Correlation puts this association on a scale from -1 to 1, and Covariance is the measure of association between two variables.To get from covariance to correlation, follow this formula. cor(x,y)=cov(x,y)/(sd(x)*sd(y))

  1. Your friend asks you to explain what a random variable is–in your own words, provide a definition. What are its key components?

A random variable is the thing that we are measuring in a given experiment, so for example in this problem set, gdpenl and polity2l were random variables. The key components are that the variable has a set of possible values, which each have a probability of occuring that can be put on a distribution. This shows that the values are randomly occuring.

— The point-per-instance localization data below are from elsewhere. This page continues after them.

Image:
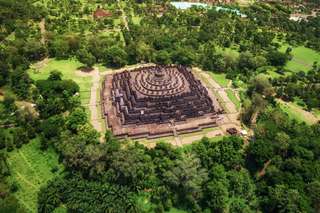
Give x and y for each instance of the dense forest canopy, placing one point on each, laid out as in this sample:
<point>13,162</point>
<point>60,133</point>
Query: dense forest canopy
<point>276,169</point>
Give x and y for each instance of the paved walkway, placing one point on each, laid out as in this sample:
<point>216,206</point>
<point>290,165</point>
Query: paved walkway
<point>94,92</point>
<point>95,121</point>
<point>123,15</point>
<point>42,30</point>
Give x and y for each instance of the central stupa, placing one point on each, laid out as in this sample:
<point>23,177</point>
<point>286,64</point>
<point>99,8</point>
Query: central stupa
<point>156,100</point>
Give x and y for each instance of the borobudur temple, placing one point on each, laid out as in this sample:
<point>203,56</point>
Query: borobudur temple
<point>157,101</point>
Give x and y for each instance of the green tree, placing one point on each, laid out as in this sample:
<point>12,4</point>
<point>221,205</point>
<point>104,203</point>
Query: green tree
<point>86,58</point>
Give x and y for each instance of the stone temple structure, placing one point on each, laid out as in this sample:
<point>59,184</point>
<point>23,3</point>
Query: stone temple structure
<point>156,101</point>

  1. Your friend then says they have heard of linear regression before, but they don’t know how it works. Explain in simple language what the regression is doing to estimate a relationship between two variables. Come up with a specific political science example to help your friend understand.

Linear regression estimates the correlation between two variables. The regression line is a line that fits the data by being the minimum distance from each point. When the slope is 1, there is a perfect positive correlation, a slope of -1 means perfectly negative correlation. When the slope is 0, it means the two variables are perfectly uncorrelated. You could compare a country’s poverty rates to education levels, and see if there is correlation, of course you still will not be able to say there is causation!